Dawn is not a monster and nor is she preying on any man who is undeserving of a sharp bite to their genitalia. “Teeth” is not a slasher but an ode: Dawn is not a victim, but a learned perpetrator, one who does what she needs to in order to survive. “Teeth” crawled so “Promising Young Woman” could run: Dawn recognizes her bodily agency and weaponizes it when needed.
It’s that portrayal of slowly harnessing sexuality that makes “Teeth” so timeless. The sexism in Dawn’s sex education class makes her even more curious to explore her otherworldly vagina. At first a patron saint of patriarchy, Dawn explains that “girls have a natural modesty” and therefore shouldn’t know what a vagina looks like…that is, until her own curiosity and fear of her natural assets inspires her to seek out answers, and even masturbate to the fantasy of finally being married and therefore seemingly free to do with her body as she pleases.
It isn’t until Dawn realizes the game is rigged in which she sets out to screw the world, quite literally.
As she searches for answers in mythological matriarchs like Medusa, Dawn seeks security and answers from seemingly safe male figures in an attempt for emotional closeness as her home life is in shambles. But all she is left with are her own vaginal dental records to identify the bodies of those who let her down.
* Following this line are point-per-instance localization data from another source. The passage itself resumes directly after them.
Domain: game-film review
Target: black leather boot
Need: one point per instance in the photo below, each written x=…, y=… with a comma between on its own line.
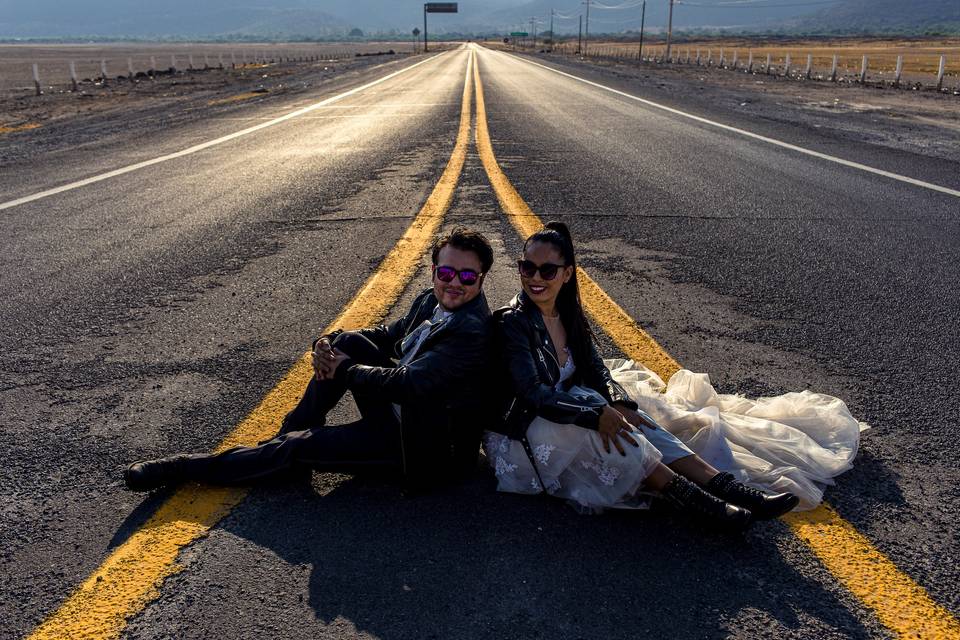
x=763, y=506
x=153, y=474
x=695, y=501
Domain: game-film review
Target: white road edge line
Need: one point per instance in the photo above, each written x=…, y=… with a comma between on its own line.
x=755, y=136
x=205, y=145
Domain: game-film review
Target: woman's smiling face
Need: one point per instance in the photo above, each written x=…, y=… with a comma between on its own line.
x=541, y=291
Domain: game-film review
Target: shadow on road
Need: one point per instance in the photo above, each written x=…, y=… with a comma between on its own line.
x=470, y=563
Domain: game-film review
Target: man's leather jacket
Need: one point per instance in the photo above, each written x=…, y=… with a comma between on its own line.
x=527, y=371
x=442, y=392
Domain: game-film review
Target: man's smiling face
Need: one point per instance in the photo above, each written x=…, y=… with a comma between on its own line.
x=454, y=294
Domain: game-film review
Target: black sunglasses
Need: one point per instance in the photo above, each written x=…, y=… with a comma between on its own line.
x=468, y=277
x=548, y=271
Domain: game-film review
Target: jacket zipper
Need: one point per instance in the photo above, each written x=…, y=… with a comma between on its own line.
x=579, y=407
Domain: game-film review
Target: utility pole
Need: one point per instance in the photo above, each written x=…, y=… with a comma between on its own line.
x=553, y=38
x=643, y=15
x=586, y=32
x=580, y=37
x=669, y=30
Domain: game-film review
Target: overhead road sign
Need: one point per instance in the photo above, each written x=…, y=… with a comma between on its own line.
x=435, y=7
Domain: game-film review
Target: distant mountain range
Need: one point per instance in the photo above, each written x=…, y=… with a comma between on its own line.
x=289, y=19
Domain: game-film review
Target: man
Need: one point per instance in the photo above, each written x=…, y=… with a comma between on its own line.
x=418, y=383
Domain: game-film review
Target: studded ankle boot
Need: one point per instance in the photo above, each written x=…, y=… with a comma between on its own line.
x=153, y=474
x=694, y=501
x=763, y=506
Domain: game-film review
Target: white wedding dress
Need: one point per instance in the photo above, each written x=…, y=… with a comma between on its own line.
x=796, y=442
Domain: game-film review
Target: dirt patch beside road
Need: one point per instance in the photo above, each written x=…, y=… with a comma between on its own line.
x=921, y=122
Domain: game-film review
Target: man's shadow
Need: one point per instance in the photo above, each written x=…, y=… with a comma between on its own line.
x=467, y=562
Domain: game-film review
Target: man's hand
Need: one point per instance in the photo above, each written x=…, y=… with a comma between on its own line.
x=326, y=364
x=323, y=354
x=613, y=427
x=635, y=418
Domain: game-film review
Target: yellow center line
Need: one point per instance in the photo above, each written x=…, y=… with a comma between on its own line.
x=132, y=575
x=899, y=603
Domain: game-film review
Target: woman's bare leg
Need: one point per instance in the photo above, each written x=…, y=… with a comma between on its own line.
x=661, y=477
x=694, y=468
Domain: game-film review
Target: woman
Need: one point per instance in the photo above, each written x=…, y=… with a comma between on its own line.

“Teeth” is rife with male nudity, fully centered in Dawn’s perspective. Her self-discovery is entirely contained within the film, showing when her teeth engage (rape) or lie dormant (consensual sex with an emphasis on female pleasure).
When a female science teacher lectures that evolution is the key to survival, we can almost feel Dawn’s shark-like vaginal teeth clenching. Her condition is a result from generations of women being assaulted, raped, and mutilated, it seems. Dawn learns, much like most teens upon the film’s release, that sex is called many things: At first sex is forbidden, then sex is marriage. Later, sex is love, but mostly, sex is power.
Much like the appeal of films about witches, “Teeth” reminds us that women have a secret superpower, as lead star Weixler even noted to Collider upon release, an unknowingness found in the feminine mystique that can never truly be tamed — or taken.